In particular, warmer, drier conditions nearer the equator are likely to reduce agricultural production in those areas, while moderate warming may, at least in the short term, benefit crops production further away.
"Climate change is likely to exacerbate growing global inequality as the brunt of the negative climate effects is expected to fall on those countries that are least developed and most vulnerable," said the book's editor, Aziz Elbehri, of FAO's Trade and Markets Division.
The book examines how several technologies targeting climate change adaption can also have mitigation co-benefits, involving trade-offs. For example, current crop-based biofuels contribute to mitigation as renewable energy, but can exacerbate emissions through processes such as deforestation.
Threat to nutrition and health, water resources
The book also underscores the potential impact climate change could have on health and nutrition by exacerbating the prevalence of hidden hunger - the chronic lack of vitamins and minerals - and obesity.
A higher concentration of carbon dioxide - the primary greenhouse gas emitted through human activities - lowers the amount of zinc, iron and protein, and raises the starch and sugar content in some of the world's major food crops such as wheat and rice.
The nutrition and health implications of this could be substantial. In India, where up to a third of the rural population is at risk of not meeting protein requirements, the higher protein deficit from non-legume food crops could have serious health consequences.
The book goes on to underscore how in many regions of the world, increased water scarcity due to climate change would reduce the capacity to produce food, with serious implications for food security, nutrition and health.
It cites recent research that has assessed the global impact of diet change on both irrigated and rain-fed water consumption patterns. Some results suggest that reducing animal products in human diets offers the potential to save water resources up to the amount required to feed 1.8 billion people globally.
It is widely accepted that water is not a typical commodity, but rather, a resource that is geographically specific, with access determined by rights and often managed by public institutions. The book recognises that a balanced approach between market instruments and institutional structures is required to safeguard water availability and access.
The book cites studies that indicate that trade would probably expand under climate change - with flows increasing from mid to high latitudes towards low-latitude regions, where production and export potential would be reduced.
At the same time, more frequent extreme weather events, such as droughts and cyclones, can adversely impact trade by disrupting transportation, supply chains and logistics.
The book suggests that while global markets can help stabilise prices and supplies, and provide alternative food options for regions negatively impacted by climate change, trade alone is not a sufficient adaptation strategy.
It also requires a domestic adaptation strategy that allows countries and regions to avoid heavy dependence on imports, which tend to increase vulnerability to price volatility.

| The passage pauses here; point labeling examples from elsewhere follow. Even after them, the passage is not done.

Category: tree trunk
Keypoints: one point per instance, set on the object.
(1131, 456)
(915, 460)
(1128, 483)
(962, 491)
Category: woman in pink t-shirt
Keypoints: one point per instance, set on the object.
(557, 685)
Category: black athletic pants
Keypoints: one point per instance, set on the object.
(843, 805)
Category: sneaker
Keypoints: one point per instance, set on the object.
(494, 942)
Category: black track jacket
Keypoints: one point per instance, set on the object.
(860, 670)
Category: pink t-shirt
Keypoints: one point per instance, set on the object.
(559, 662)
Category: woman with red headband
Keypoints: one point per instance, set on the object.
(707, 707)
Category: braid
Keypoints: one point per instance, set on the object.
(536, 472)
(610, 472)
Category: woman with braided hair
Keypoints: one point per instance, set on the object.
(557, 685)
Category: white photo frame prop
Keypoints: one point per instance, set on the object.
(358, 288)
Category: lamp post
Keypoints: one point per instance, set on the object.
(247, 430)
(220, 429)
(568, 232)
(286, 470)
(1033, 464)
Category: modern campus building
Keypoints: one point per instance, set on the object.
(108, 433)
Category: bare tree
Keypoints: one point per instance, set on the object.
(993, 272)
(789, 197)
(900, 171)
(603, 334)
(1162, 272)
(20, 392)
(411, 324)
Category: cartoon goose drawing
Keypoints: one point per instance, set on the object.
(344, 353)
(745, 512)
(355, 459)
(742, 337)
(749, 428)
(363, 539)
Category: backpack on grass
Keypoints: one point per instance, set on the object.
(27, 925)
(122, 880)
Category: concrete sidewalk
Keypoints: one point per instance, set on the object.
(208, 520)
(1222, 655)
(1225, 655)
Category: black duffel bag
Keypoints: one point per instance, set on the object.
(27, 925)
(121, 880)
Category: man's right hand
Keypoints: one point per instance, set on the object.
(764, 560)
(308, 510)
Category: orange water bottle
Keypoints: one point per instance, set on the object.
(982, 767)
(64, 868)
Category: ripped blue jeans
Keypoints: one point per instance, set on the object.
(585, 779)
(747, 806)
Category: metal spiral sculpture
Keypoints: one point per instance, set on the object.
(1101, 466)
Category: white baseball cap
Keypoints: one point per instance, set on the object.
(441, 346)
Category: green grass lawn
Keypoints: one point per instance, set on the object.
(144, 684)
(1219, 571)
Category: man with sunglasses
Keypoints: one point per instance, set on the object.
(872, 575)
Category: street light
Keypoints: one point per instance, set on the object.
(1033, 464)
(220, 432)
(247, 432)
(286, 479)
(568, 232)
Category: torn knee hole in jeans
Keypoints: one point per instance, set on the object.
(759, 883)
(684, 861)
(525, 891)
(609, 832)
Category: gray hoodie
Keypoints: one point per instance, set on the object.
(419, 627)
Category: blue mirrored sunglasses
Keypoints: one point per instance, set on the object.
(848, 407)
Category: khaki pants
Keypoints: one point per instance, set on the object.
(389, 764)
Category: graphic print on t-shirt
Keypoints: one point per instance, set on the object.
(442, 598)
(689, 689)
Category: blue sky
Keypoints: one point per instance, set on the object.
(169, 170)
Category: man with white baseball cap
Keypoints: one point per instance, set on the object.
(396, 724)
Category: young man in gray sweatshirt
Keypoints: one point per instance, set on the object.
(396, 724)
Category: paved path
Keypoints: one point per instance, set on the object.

Another challenge is the need to align trade policy with climate objectives and ensure that open trade plays its role as an adaptation mechanism without impeding mitigation objectives.
A structured policy dialogue
The book's contributing authors make the case for a "structured dialogue" involving a range of stakeholders, including scientific experts, policy makers, civil society and the private sector, to assess and verify global, regional and local impacts to inform and support policy action related to climate change.
This could take the shape of a forum providing a portal on climate change impact evidence for agriculture and policy for trade and food security. Such a forum could support policy processes and initiatives targeting food and nutrition security and provide the best scientific evidence on climate impacts at the appropriate scale.